Poklonnaya Hill (Victory Park): 1812 on Grand Scale
As the story goes, Napoleon, upon his Army’s invasion of Moscow proper, posted atop Poklonnaya Hill and waited for the Russians to bring him the keys to the city.[1]
They never did. As a symbolic nod to this moment, the Soviets decided to develop the area as a kind of open-air museum to the 1812 victory. Beginning in the 1960s, a suite of projects brought different commemorations of The Patriotic War, from across the city, to this centralized area. The Triumphal Arch was relocated nearby the hill. Franz Roubaud’s Battle of Borodino was installed in the area. In the 1990s, an obelisk was erected whose exact height is 141.8 meters, 10 cm for every day of the war. In the post-Soviet period, an Orthodox church, a memorial mosque, and a Holocaust Memorial Synagogue were all build on the premises.
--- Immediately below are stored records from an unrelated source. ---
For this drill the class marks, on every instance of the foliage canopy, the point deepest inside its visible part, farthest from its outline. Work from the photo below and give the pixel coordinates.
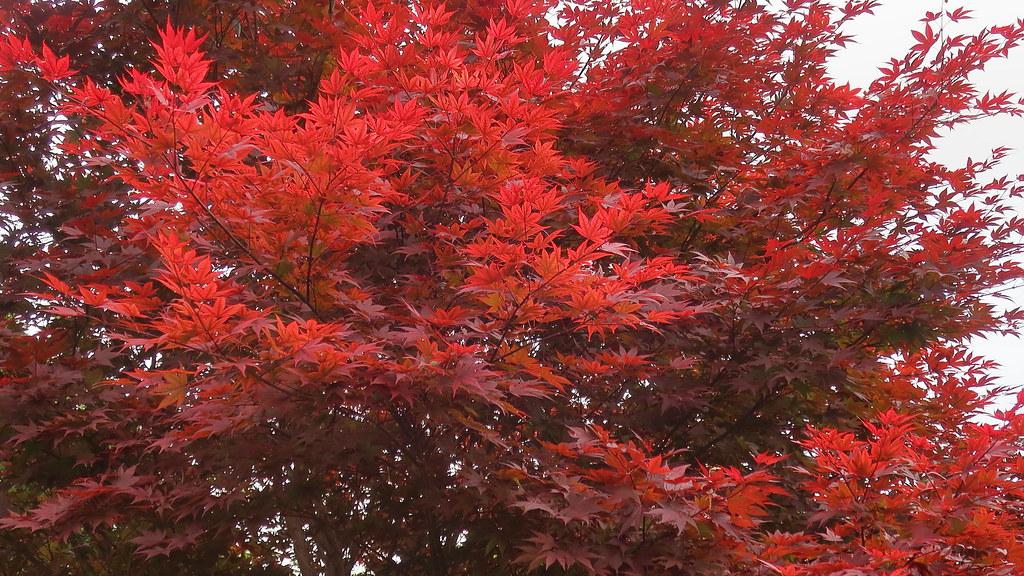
(482, 287)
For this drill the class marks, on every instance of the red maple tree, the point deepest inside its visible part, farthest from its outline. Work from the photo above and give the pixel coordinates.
(483, 287)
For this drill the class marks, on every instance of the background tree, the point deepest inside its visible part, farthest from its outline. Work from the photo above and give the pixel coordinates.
(498, 288)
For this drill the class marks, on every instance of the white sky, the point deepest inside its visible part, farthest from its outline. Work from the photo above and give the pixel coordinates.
(887, 34)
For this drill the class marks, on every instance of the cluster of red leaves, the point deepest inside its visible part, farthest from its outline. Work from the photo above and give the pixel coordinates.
(492, 288)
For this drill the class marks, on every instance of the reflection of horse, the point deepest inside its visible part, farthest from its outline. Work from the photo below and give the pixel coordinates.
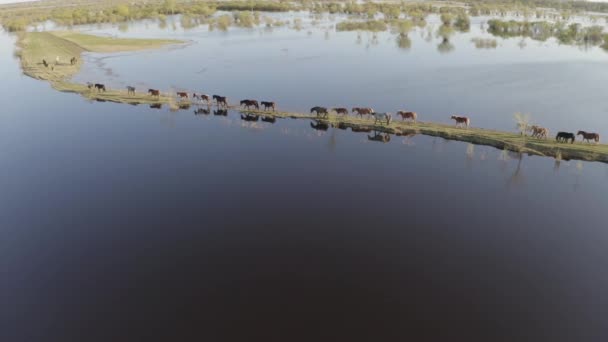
(319, 111)
(270, 119)
(201, 97)
(221, 112)
(340, 110)
(538, 132)
(407, 115)
(320, 126)
(461, 121)
(250, 117)
(589, 136)
(154, 92)
(361, 129)
(269, 104)
(221, 100)
(363, 111)
(202, 111)
(383, 117)
(250, 103)
(564, 137)
(380, 137)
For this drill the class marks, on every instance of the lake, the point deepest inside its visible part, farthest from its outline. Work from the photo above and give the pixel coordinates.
(126, 223)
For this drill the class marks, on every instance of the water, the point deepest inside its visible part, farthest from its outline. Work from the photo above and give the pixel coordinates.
(122, 222)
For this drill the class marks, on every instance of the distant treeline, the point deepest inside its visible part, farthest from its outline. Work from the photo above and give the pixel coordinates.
(542, 30)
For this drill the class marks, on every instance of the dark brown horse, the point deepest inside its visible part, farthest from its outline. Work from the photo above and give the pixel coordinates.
(564, 137)
(461, 121)
(320, 126)
(202, 111)
(408, 115)
(340, 110)
(321, 111)
(250, 117)
(363, 111)
(250, 103)
(221, 100)
(589, 136)
(269, 104)
(154, 92)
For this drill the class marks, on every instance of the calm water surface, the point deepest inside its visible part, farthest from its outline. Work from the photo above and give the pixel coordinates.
(125, 223)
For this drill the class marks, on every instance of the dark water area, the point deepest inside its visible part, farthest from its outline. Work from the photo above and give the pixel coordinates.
(126, 223)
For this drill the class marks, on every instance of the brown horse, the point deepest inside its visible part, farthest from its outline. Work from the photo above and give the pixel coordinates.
(408, 115)
(250, 103)
(589, 136)
(538, 132)
(320, 111)
(340, 110)
(269, 104)
(564, 137)
(363, 111)
(221, 100)
(461, 121)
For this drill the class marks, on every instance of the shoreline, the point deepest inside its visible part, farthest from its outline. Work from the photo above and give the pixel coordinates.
(33, 45)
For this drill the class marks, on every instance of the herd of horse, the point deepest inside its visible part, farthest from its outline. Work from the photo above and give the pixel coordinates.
(323, 112)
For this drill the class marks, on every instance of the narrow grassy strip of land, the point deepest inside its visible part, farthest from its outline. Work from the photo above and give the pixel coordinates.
(35, 46)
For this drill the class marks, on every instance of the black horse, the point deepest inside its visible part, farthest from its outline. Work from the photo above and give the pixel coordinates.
(321, 111)
(564, 137)
(320, 126)
(249, 117)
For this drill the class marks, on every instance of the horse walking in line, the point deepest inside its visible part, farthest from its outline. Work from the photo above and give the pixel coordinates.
(564, 137)
(340, 110)
(461, 121)
(381, 117)
(269, 104)
(589, 136)
(363, 111)
(538, 132)
(154, 92)
(408, 115)
(202, 111)
(320, 111)
(250, 103)
(221, 100)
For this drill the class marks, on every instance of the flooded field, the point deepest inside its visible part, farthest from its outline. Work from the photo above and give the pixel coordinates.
(130, 223)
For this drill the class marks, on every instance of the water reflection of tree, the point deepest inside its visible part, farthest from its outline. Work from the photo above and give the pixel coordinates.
(517, 178)
(445, 32)
(404, 42)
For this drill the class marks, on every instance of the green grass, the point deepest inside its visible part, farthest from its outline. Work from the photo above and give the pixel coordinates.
(34, 46)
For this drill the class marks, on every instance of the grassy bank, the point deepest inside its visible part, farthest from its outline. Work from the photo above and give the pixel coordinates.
(34, 46)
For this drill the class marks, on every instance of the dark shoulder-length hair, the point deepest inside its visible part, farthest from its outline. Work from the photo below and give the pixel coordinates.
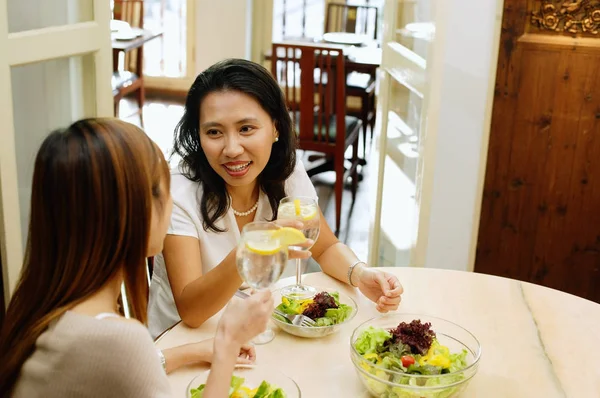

The vast scale and non-ornamental monumentality of Victory Park distinguish it as the most distinctly Soviet-seeming commemoration of the Patriotic War of 1812 in Moscow. Its monuments eschew the glittering romantic excess that we find in the monuments of earlier periods in favor of a sheer impression of size. The commemorative site is structured as a “park” and is intended to be occupied by people, but the scale of the park seems to lack a sense of humanism. That is, there seems to be little for people to interact with on a reasonable human scale and little to encourage engagement with the environment and with other people in the park. It massive open space for demonstration and parade creates vacuum in the urban fabric. It’s somewhat alienating. Insofar as this can be read as a distinctly Soviet monumentality, it seems as if Victory Park almost is intended to express the power of the state in relation to its people – its power to overcome history and bring diverse relics from across time to one place, its power massive monuments (whose monumentality is encoded in the exact specifications of its verticality) – all of which loom large around the visitors.
[1] Information on Poklonnaya Hill from Murrell, Berton Kathleen, et al. “Moscow – Cultural Life.” Encyclopedia Britannica. 2016. Online.
Wikipedia contributors. "Poklonnaya Hill." Wikipedia, The Free Encyclopedia. Wikipedia, The Free Encyclopedia, 11 Dec. 2016. Web. 11 Dec. 2016.